Document Type

PhD diss.

Date of Degree

2007

Degree Name

PhD (Doctor of Philosophy)

Department

Business Administration

First Advisor

W. Nick Street

Abstract

Ranking is a popular machine learning problem that has been studied extensively for more then a decade. Typical machine learning algorithms are generally built to optimize predictive performance (usually measured in accuracy) by minimizing classification error. However, there are many real world problems where correct ordering of instances is of equal or greater importance than correct classification. Learning algorithms that are built to minimize classification error are often not effective when ordering within or among classes. This gap in research created a necessity to alter the objective of such algorithms to focus on correct ranking rather then classification.

Area Under the ROC Curve (AUC), which is equivalent to the Wicoxon-Mann-Whitney (WMW) statistic, is a widely accepted performance measure for evaluating ranking performance in binary classification problems. In this work we present a linear programming approach (LPR), similar to 1-norm Support Vector Machines (SVM), for ranking instances with binary outputs by maximizing an approximation to the WMW statistic. Our formulation handles non-linear problems by making use of kernel functions. The results on several well-known benchmark datasets show that our approach ranks better than 2-norm SVM and faster than the support vector ranker (SVR).

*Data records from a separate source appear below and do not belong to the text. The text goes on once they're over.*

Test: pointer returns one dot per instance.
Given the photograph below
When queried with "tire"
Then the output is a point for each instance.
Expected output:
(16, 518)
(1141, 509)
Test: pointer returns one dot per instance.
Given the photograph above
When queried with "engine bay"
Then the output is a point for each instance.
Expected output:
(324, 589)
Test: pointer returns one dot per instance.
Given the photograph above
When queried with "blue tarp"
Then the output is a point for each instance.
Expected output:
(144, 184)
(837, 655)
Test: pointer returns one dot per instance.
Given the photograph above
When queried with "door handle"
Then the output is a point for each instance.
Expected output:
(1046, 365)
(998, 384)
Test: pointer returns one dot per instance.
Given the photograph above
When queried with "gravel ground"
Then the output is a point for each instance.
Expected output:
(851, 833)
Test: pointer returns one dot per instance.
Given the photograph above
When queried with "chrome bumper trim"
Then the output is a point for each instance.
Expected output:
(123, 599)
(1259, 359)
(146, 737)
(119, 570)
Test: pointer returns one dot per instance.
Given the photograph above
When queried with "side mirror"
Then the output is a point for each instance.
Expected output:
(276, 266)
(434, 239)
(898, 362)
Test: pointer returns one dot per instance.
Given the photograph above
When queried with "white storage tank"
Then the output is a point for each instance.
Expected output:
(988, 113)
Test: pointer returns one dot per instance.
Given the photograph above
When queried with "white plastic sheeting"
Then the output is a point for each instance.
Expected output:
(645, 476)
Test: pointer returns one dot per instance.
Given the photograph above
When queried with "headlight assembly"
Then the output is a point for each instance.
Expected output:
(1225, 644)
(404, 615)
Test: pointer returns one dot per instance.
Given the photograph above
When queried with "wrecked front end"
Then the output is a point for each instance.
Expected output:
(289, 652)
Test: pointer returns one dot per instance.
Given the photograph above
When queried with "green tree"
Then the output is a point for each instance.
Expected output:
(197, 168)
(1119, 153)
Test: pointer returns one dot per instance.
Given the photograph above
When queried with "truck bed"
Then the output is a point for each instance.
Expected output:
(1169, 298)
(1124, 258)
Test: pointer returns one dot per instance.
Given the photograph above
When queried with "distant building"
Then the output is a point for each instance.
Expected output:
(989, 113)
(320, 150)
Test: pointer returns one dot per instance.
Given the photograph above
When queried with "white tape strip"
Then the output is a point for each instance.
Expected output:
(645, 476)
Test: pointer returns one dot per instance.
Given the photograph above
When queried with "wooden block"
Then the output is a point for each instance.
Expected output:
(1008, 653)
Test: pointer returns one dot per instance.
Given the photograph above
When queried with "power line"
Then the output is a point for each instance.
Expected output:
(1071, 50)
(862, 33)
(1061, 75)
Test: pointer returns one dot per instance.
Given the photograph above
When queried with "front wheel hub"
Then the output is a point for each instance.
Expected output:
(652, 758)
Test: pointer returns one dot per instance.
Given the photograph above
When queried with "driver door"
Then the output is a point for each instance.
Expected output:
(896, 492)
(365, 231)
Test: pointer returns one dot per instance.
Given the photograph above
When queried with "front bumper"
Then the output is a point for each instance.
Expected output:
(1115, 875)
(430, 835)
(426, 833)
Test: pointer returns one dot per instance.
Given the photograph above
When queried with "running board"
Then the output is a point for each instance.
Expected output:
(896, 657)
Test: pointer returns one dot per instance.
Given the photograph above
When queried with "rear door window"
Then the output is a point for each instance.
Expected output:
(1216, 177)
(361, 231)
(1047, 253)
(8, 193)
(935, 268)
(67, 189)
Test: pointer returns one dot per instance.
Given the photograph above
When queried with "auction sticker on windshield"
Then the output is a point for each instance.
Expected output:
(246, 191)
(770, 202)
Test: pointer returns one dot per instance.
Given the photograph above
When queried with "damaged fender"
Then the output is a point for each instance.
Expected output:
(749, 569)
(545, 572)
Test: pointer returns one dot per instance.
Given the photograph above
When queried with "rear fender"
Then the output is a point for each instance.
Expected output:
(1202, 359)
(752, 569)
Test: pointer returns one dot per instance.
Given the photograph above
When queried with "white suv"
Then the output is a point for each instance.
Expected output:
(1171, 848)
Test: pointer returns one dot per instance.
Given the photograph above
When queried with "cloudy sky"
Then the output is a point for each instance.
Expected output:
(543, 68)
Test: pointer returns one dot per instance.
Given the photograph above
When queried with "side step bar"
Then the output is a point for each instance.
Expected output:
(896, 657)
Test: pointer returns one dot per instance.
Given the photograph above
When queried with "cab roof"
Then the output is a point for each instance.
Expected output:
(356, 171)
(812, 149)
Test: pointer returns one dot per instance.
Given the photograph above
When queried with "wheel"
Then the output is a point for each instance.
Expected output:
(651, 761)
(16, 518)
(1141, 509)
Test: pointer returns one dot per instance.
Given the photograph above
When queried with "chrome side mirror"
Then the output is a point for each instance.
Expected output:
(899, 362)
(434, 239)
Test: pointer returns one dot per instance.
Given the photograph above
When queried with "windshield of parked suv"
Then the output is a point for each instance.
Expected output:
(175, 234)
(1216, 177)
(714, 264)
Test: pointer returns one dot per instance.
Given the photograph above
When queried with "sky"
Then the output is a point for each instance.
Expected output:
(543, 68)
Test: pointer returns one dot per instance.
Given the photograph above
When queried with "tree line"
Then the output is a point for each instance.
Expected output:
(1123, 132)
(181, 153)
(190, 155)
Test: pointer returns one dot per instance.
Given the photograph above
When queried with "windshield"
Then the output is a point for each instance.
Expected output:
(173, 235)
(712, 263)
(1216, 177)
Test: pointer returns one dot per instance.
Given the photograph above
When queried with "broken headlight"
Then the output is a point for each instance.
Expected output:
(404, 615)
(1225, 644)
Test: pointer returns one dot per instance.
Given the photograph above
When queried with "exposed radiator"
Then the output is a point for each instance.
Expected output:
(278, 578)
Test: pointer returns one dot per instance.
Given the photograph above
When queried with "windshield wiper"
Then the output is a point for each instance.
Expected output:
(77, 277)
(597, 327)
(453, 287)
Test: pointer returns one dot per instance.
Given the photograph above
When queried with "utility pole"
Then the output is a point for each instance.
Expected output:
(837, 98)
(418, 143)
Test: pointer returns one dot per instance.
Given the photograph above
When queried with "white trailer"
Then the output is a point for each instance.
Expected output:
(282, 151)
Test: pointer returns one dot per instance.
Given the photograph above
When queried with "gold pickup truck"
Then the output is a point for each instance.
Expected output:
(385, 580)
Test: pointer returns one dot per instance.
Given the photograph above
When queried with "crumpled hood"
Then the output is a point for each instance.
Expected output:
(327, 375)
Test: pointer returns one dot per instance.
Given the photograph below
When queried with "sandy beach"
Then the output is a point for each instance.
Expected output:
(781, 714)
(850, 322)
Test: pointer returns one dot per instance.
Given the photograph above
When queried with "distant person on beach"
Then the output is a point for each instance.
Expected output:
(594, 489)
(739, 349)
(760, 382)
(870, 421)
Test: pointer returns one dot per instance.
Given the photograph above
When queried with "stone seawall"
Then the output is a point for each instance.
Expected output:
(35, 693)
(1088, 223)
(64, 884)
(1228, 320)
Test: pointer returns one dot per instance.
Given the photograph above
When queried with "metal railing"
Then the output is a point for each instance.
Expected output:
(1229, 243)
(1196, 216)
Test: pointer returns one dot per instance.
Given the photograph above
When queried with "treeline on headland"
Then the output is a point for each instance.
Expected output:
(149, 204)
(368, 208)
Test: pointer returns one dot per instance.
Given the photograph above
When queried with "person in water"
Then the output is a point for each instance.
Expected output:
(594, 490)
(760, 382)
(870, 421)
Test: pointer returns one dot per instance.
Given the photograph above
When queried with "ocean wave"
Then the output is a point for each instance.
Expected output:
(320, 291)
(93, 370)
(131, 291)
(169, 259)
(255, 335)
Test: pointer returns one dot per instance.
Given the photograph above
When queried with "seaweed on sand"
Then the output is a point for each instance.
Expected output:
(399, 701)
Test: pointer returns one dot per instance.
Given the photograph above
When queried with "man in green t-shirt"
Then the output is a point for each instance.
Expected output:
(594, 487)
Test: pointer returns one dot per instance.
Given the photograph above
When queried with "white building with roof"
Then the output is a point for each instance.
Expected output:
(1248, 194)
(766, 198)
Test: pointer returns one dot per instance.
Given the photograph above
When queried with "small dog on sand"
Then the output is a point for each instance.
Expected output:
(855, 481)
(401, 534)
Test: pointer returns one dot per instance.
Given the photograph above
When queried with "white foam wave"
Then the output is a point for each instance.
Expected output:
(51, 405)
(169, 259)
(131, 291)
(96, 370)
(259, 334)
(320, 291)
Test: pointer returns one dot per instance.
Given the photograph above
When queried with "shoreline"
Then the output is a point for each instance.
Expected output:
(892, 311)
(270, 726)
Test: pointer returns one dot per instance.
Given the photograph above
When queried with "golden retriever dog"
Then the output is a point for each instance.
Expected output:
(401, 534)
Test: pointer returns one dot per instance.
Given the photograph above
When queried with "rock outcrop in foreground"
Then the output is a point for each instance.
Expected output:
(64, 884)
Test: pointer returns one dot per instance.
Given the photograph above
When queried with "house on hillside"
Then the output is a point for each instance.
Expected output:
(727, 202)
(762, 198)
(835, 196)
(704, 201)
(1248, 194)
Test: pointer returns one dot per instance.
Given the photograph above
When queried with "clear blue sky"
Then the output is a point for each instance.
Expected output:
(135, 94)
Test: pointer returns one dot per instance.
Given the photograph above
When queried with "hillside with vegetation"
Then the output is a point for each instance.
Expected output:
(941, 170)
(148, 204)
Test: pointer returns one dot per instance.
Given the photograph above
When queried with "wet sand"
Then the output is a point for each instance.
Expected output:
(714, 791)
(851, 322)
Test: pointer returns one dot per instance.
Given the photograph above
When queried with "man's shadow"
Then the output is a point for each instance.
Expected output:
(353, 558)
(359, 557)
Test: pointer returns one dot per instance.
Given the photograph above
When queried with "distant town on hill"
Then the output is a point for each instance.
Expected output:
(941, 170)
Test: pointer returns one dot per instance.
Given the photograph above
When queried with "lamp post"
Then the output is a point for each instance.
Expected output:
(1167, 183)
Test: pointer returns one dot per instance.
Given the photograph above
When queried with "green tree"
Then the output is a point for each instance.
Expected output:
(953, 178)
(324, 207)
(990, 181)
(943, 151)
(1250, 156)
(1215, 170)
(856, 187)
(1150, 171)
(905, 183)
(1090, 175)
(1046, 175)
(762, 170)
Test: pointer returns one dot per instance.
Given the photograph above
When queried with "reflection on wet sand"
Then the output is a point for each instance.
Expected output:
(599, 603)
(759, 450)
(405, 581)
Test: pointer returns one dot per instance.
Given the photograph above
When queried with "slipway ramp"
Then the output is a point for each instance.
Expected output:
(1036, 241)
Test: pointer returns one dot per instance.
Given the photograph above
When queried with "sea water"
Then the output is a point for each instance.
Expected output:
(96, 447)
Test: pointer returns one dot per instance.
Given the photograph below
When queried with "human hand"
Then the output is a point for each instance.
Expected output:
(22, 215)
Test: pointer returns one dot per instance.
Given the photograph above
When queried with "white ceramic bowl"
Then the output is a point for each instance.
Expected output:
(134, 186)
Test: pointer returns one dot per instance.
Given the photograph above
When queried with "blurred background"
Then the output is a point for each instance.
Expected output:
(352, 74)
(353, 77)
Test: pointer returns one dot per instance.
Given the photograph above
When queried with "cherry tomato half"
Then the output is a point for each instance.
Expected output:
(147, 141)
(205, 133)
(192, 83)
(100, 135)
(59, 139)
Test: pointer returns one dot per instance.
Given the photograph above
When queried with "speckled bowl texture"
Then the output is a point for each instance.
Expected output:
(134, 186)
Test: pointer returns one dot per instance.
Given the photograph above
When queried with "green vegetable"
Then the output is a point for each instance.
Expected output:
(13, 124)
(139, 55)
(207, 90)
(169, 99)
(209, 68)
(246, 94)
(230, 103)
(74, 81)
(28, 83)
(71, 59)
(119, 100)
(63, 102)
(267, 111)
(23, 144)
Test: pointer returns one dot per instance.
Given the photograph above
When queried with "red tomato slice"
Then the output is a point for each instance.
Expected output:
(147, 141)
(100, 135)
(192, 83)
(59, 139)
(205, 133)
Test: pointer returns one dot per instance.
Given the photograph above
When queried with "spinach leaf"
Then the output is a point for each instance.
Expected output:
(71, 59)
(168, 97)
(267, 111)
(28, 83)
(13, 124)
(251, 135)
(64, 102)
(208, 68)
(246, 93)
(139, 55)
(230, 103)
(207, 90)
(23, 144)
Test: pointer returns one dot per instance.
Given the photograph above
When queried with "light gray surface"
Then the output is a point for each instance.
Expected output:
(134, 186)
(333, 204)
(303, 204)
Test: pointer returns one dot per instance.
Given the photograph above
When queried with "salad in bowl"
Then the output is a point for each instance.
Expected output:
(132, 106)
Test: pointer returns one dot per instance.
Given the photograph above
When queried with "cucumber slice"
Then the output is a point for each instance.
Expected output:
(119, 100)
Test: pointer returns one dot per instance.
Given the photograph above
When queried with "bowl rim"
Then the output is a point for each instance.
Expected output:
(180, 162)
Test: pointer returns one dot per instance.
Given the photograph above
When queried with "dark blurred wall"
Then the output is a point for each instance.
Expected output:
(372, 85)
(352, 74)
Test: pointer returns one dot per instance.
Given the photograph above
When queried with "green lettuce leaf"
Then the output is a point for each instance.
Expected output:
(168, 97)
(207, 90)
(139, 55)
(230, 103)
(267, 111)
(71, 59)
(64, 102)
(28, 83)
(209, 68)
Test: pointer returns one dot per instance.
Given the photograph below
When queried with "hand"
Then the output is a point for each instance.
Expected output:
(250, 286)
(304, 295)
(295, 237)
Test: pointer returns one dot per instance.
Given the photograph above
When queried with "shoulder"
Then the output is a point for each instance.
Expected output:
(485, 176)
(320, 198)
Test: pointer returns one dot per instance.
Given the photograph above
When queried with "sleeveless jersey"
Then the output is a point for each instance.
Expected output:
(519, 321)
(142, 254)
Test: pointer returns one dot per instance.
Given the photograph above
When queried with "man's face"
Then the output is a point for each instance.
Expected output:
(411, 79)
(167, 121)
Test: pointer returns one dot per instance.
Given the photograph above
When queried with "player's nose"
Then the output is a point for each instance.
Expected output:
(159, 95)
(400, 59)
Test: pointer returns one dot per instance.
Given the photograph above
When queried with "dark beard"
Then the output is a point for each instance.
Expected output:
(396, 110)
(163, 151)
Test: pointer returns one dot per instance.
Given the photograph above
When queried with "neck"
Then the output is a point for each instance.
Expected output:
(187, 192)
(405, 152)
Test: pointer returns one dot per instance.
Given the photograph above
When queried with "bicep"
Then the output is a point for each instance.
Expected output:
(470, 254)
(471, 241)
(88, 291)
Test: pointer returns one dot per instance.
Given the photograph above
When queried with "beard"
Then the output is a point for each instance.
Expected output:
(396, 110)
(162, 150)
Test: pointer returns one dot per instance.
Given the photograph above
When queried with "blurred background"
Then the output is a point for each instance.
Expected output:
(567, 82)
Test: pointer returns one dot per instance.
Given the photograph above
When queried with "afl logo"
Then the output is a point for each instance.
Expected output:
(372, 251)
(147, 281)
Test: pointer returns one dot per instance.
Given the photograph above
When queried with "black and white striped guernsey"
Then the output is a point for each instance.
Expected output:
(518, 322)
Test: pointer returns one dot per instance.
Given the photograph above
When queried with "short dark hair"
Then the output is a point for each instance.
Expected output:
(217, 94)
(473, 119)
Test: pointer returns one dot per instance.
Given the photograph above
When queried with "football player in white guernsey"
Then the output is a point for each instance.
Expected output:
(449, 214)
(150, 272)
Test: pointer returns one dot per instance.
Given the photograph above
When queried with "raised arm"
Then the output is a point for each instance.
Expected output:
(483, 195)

The number of constraints in the linear programming formulation increases quadratically with the number of data points considered for the training of the algorithm. We tackle this problem by implementing a number of exact and approximate speed-up approaches inspired by well-known methods such as chunking, clustering and subgradient methods. The subgradient method is the most promising because of its solution quality and its fast convergence to the optimal solution.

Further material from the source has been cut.